Freitag, 3. Oktober 2014

Ein ungewöhnliches Landkärtchen

Das Landkärtchen ist in Ostfriesland ein häufiger Falter, der wahrscheinlich in zwei Genarationen fliegt. "Wahrscheinlich" deshalb, weil man eine dritte Generation, die sich mit der zweiten überschneidet, nicht ganz ausschließen kann.

Interessant ist das Landkärtchen besonders wegen seines so genannten Saisondimorphismus. Die Falter der beiden Generationen sehen nämlich dermaßen verschieden aus, dass man sie sehr lange für zwei eigene Arten gehalten hat!

Die Länge der Tage während der Raupenphase spielt hier eine entscheidende Rolle und wirkt sich auf die Färbung der Falter aus, aber das könnt ihr im Netz selbst recherchieren, wenn ihr mögt.

Vereinfacht lässt sich sagen, dass die Frühjahrsgeneration, die von April bis Juni flattert, mehr oder weniger orange gefärbt ist im Gegensatz zur von Juli bis August/September fliegenden schwarzen Sommerform.

Hier also ein klassisches Individuum der Frühjahrsform aus dem April 2013, aufgenommen auf dem Rysumer Nacken:




Map, spring generation individual (April 2013)

Und so sehen Landkärtchen der zweiten Generation (Sommerform) für gewöhnlich aus:

summer generation individual (September 2014)

Jetzt versteht ihr, wieso man lange Zeit an zwei verschiedene Arten geglaubt hat. Unterschiedlicher könnten die Tiere schließlich kaum aussehen.

Weil die Tageslänge im Jahreslauf variiert, existiert also dieser Saisondimorphismus mit hellen Faltern in Frühjahr und dunklen im Sommer. Und eigentlich sollte es keine Ausnahmen geben, ist es doch z.
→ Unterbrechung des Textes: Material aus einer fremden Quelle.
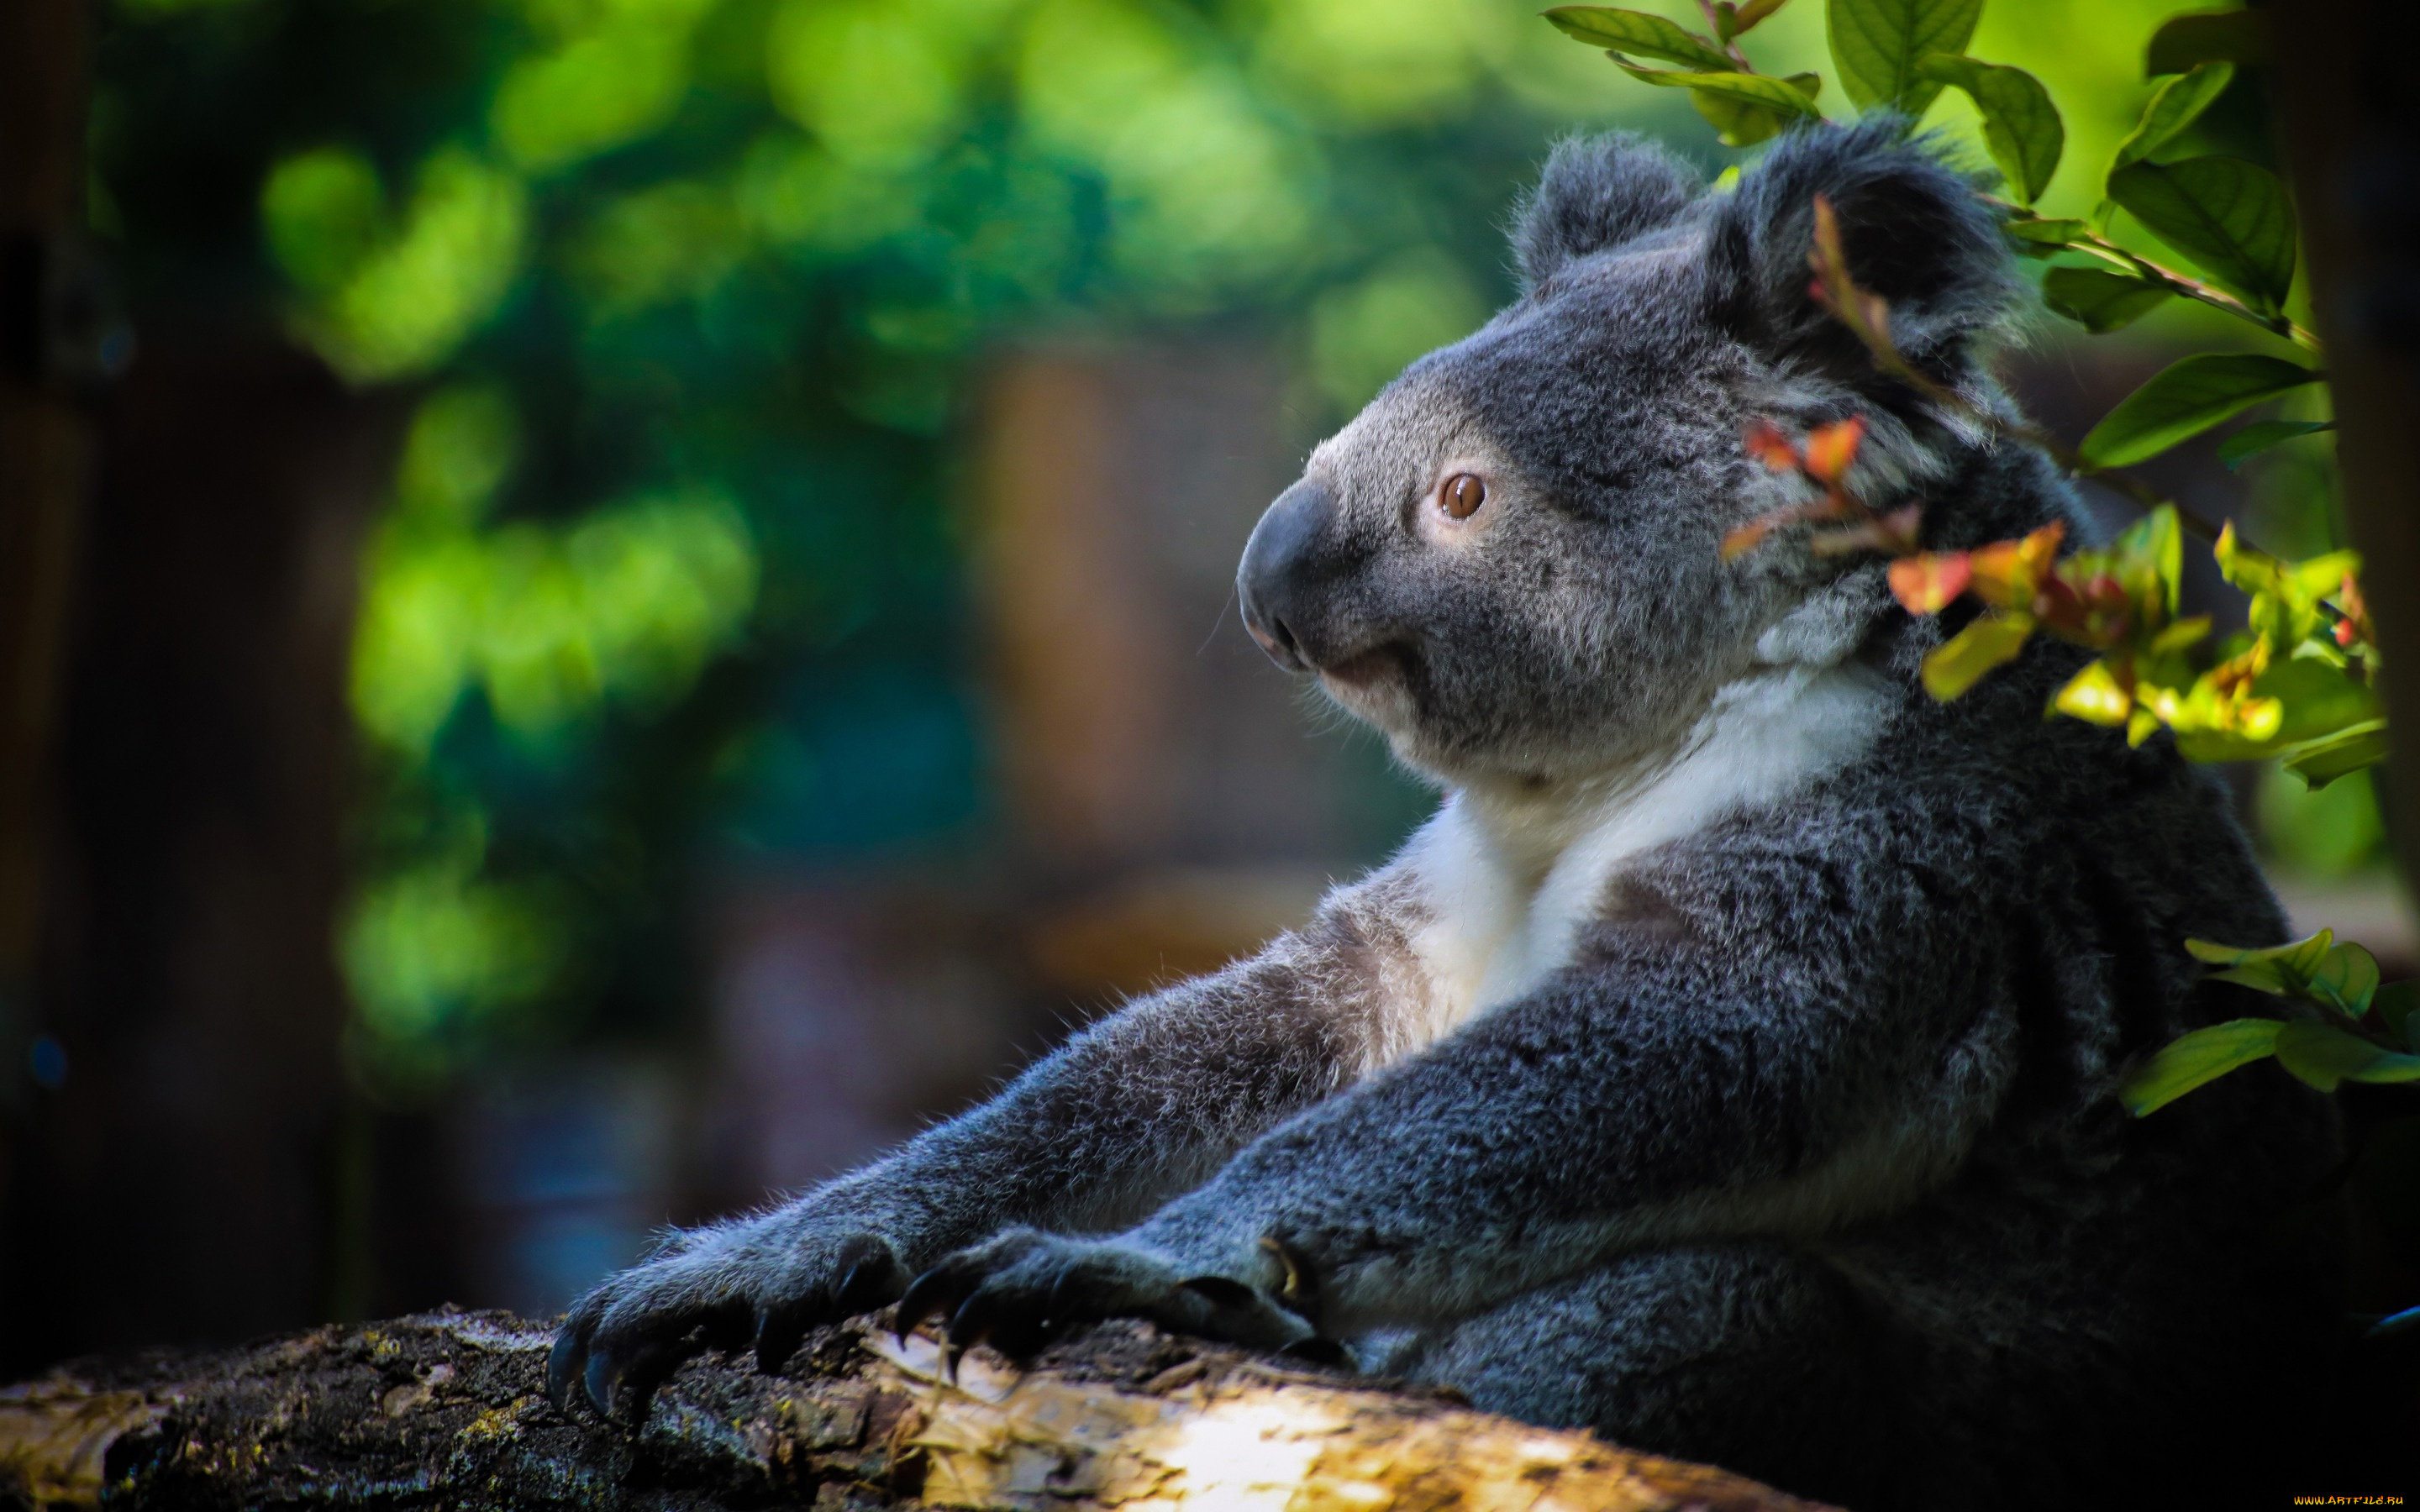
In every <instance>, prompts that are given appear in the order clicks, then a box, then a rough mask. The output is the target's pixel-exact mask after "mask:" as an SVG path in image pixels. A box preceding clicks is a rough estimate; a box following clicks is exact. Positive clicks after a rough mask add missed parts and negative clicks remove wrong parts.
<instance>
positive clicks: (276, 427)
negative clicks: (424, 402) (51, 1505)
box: [0, 0, 402, 1372]
mask: <svg viewBox="0 0 2420 1512" xmlns="http://www.w3.org/2000/svg"><path fill="white" fill-rule="evenodd" d="M87 10H90V7H87V0H5V2H0V368H5V373H0V1113H5V1115H7V1132H5V1147H0V1294H5V1297H7V1299H10V1304H7V1306H5V1309H0V1369H12V1372H15V1369H29V1367H36V1364H41V1362H48V1360H56V1357H60V1355H68V1352H85V1350H102V1347H126V1345H145V1343H225V1340H235V1338H244V1335H254V1333H264V1331H271V1328H298V1326H305V1323H312V1321H317V1318H324V1316H329V1309H332V1304H334V1299H336V1294H339V1289H341V1287H339V1285H336V1277H339V1275H341V1272H344V1270H346V1268H344V1265H341V1263H339V1253H346V1251H348V1253H356V1256H358V1251H361V1243H358V1236H361V1229H363V1227H365V1224H363V1222H361V1217H363V1214H361V1210H363V1202H361V1198H365V1193H361V1188H363V1176H361V1166H363V1164H365V1161H361V1159H353V1156H356V1154H358V1152H356V1149H353V1147H356V1144H358V1139H353V1142H348V1139H344V1137H341V1135H344V1130H346V1120H344V1115H341V1110H344V1106H346V1101H344V1079H341V1062H339V1035H341V1026H344V1014H346V1009H344V987H341V980H339V975H336V965H334V946H332V934H334V910H336V898H339V895H341V881H344V878H341V856H339V837H341V827H344V808H346V786H348V752H351V743H348V728H351V726H348V716H346V699H344V687H346V660H348V641H351V622H353V585H356V571H358V566H356V564H358V547H361V535H363V525H365V520H368V518H370V510H373V506H375V503H378V498H380V491H382V489H385V479H387V474H390V472H392V450H394V435H397V421H399V414H402V399H394V397H390V399H363V397H356V394H348V392H346V389H344V387H341V385H339V382H336V380H334V377H332V375H329V373H327V370H324V368H322V365H319V363H315V360H310V358H305V356H300V353H295V351H293V348H288V346H283V344H281V341H278V339H276V334H273V331H264V329H257V324H252V327H247V324H242V322H237V324H227V322H225V317H223V314H213V312H148V317H155V322H152V324H148V329H145V353H143V360H140V363H136V365H133V368H131V370H128V373H126V382H119V385H114V382H111V380H116V375H119V368H123V363H126V351H128V341H126V334H123V329H121V327H119V324H116V314H114V302H111V298H109V281H106V269H104V264H102V259H99V256H97V252H94V247H92V244H90V240H87V237H85V235H82V184H85V162H82V138H85V106H87V85H85V80H87V56H85V53H87ZM249 319H252V322H259V314H252V317H249ZM36 1035H39V1045H41V1050H39V1055H31V1057H29V1048H31V1045H36ZM346 1193H351V1195H353V1198H356V1200H353V1217H351V1222H346V1219H341V1217H339V1214H341V1210H344V1200H346ZM346 1239H351V1243H348V1241H346ZM353 1270H356V1272H358V1265H353ZM358 1292H361V1287H358V1285H356V1287H353V1294H356V1299H358ZM356 1304H358V1302H356Z"/></svg>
B. Mitte August 2014 genauso lange hell wie Mitte August 2013.

Doch trotzdem fand ich am späten Nachmittag des 30. September den folgenden Falter auf dem Rysumer Nacken:

Map of summer generation showing characteristics of spring generation (30. September 2014, Emden)
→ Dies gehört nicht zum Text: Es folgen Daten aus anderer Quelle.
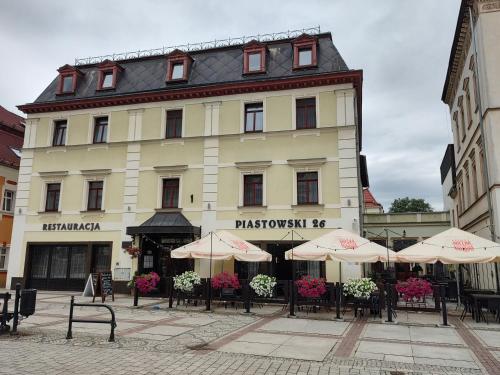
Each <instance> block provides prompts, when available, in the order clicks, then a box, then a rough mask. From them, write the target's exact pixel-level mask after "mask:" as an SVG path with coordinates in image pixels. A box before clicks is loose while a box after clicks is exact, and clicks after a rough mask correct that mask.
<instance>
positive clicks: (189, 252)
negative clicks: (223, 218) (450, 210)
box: [171, 230, 272, 262]
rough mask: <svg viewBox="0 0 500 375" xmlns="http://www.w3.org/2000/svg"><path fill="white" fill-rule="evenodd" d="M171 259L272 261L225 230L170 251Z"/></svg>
mask: <svg viewBox="0 0 500 375" xmlns="http://www.w3.org/2000/svg"><path fill="white" fill-rule="evenodd" d="M171 257H172V258H194V259H212V260H230V259H236V260H239V261H243V262H270V261H271V259H272V256H271V254H269V253H267V252H265V251H264V250H262V249H260V248H258V247H257V246H255V245H253V244H251V243H250V242H247V241H245V240H243V239H241V238H239V237H237V236H235V235H234V234H232V233H230V232H227V231H225V230H220V231H217V232H210V233H209V234H207V235H206V236H204V237H202V238H200V239H199V240H197V241H194V242H191V243H189V244H187V245H184V246H181V247H179V248H177V249H175V250H172V252H171Z"/></svg>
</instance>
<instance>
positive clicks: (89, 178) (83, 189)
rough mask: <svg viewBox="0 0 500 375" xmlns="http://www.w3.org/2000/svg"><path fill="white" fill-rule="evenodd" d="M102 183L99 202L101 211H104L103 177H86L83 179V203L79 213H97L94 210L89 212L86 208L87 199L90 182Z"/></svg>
mask: <svg viewBox="0 0 500 375" xmlns="http://www.w3.org/2000/svg"><path fill="white" fill-rule="evenodd" d="M96 181H102V200H101V211H106V210H105V207H106V206H105V203H106V198H105V197H106V185H107V184H106V177H105V176H87V177H85V178H84V189H83V202H82V209H81V212H99V211H96V210H90V211H89V208H88V199H89V188H90V184H89V183H90V182H96Z"/></svg>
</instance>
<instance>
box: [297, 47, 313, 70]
mask: <svg viewBox="0 0 500 375" xmlns="http://www.w3.org/2000/svg"><path fill="white" fill-rule="evenodd" d="M311 64H312V48H309V47H306V48H299V66H306V65H311Z"/></svg>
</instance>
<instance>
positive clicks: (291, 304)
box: [289, 280, 295, 316]
mask: <svg viewBox="0 0 500 375" xmlns="http://www.w3.org/2000/svg"><path fill="white" fill-rule="evenodd" d="M289 285H290V314H289V316H295V287H294V285H293V280H289Z"/></svg>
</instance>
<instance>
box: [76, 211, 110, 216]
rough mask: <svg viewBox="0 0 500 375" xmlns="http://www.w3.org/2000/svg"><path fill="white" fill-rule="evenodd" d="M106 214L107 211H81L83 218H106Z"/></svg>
mask: <svg viewBox="0 0 500 375" xmlns="http://www.w3.org/2000/svg"><path fill="white" fill-rule="evenodd" d="M105 213H106V211H105V210H86V211H80V214H81V215H82V217H90V216H99V217H104V214H105Z"/></svg>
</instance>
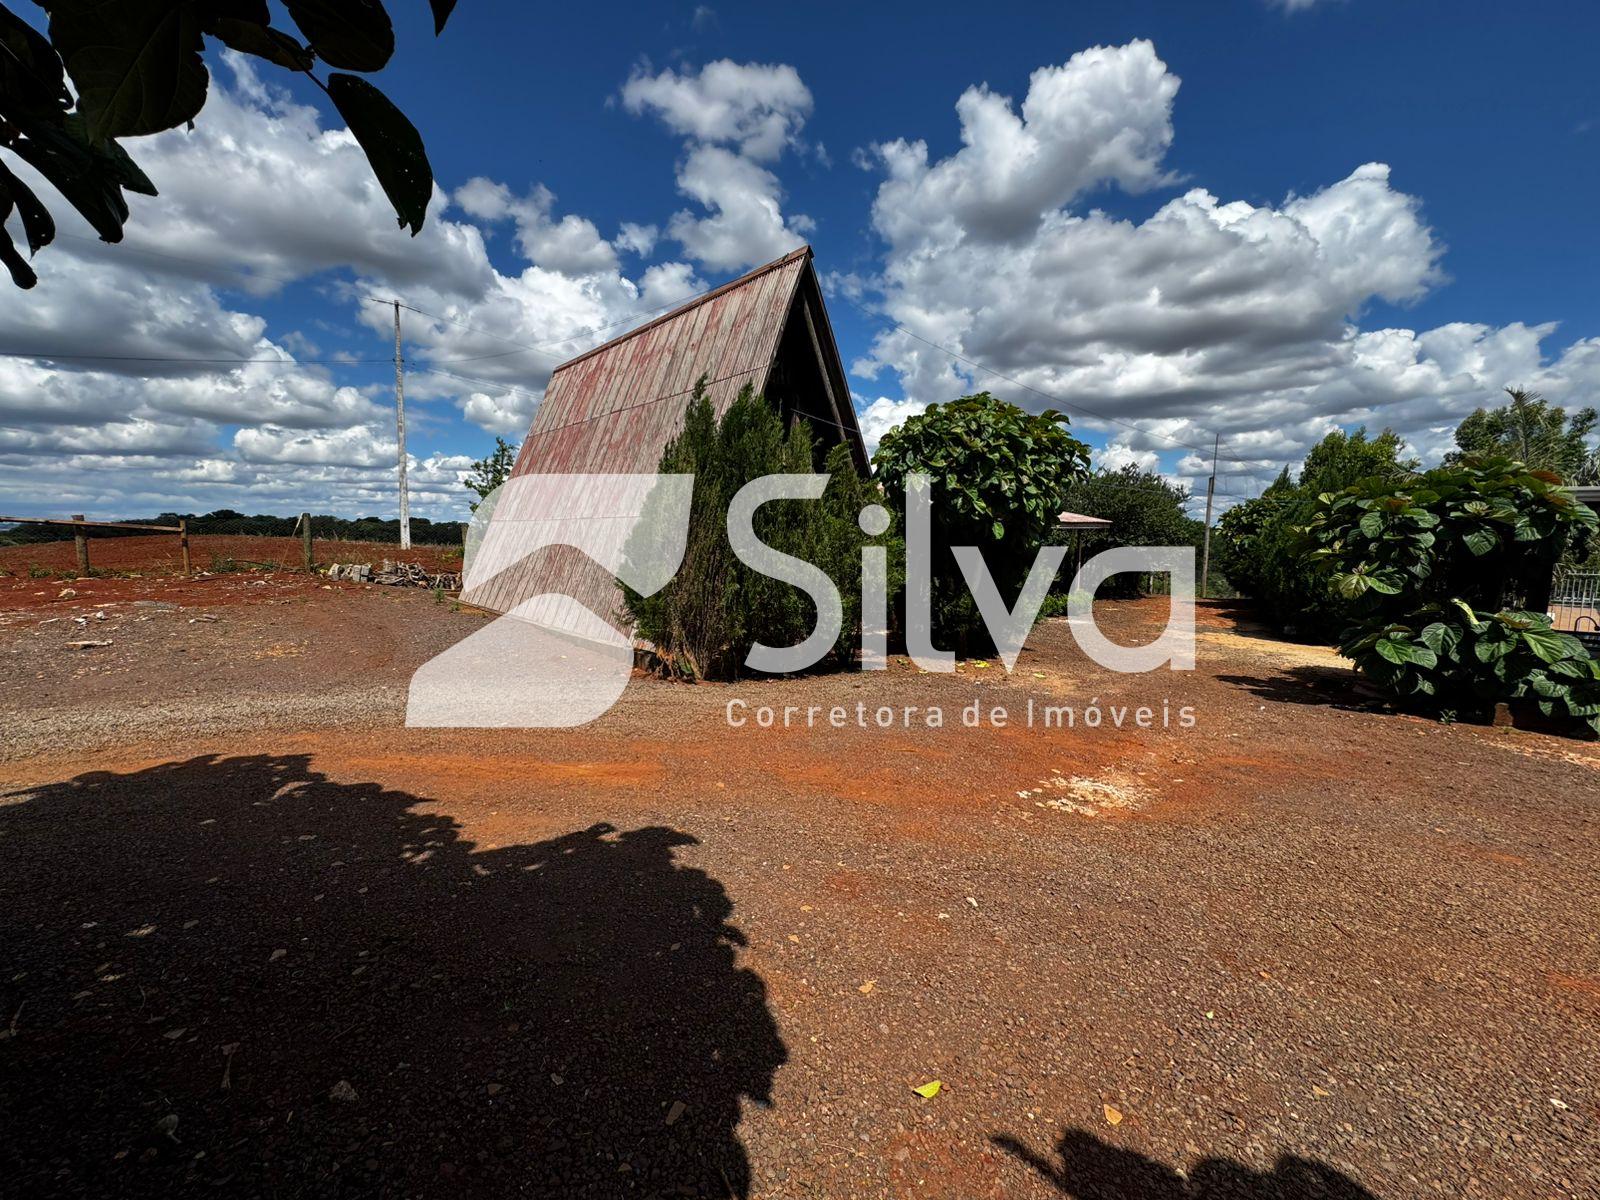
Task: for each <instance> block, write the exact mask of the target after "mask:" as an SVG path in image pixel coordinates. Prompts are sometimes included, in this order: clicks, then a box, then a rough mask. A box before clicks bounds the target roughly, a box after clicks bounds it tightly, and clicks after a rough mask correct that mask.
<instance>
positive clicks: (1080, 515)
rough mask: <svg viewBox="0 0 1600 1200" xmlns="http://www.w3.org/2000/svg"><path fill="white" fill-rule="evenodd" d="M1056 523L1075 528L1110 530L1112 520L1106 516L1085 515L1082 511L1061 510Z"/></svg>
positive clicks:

Sieht aus wie ein Landkärtchen der Frühjahrsgeneration. Nur eben im Herbst!

Doch wenn man genau hinsieht, fällt einem ein etwas höherer Schwarzanteil auf den Hinterflügeln auf. Trotzdem sieht dieses Individuum völlig anders aus als die hier gezeigte Mischform aus Frühjahrs- und Sommerform.



all following images show the same specimen

Ich war also sehr erstaunt über diesen Sonderling, das könnt ihr mir glauben. Und ich rätselte über die Ursache:


Und ich musste mir Hilfe suchen im Netz, stellte dieses Individuum in ein Schmetterlingsforum.

Dort –  http://www.lepiforum.de/ – wusste man Rat, denn es ist dem Anschein nach keineswegs nur die Tageslänge während der Raupenphase, die sich auf Färbung und Zeichnung des späteren Falters auswirken kann. Auch die Temperatur soll da ein Wörtchen mitzureden haben.

Vor allem während des frühen Puppenstadiums sollen sich auch niedrige Temperaturen auf die folgende Entwicklung des Insektes auswirken können.

Nun ist es in der zweiten Augusthälfte 2014 bitterkalt gewesen. An einigen Tagen wurde es nicht wärmer als 13 Grad Celsius! 




Wenn dieser Temperatursturz also tatsächlich die Ursache für die ungewöhnliche Färbung dieses Landkärtchens gewesen sein soll, dann bleibt aber immer noch die Frage, warum alle anderen Individuen auf dem Rysumer Nacken ganz normal aussahen. Müssten sie nicht denselben Umweltbedingungen ausgesetzt gewesen sein?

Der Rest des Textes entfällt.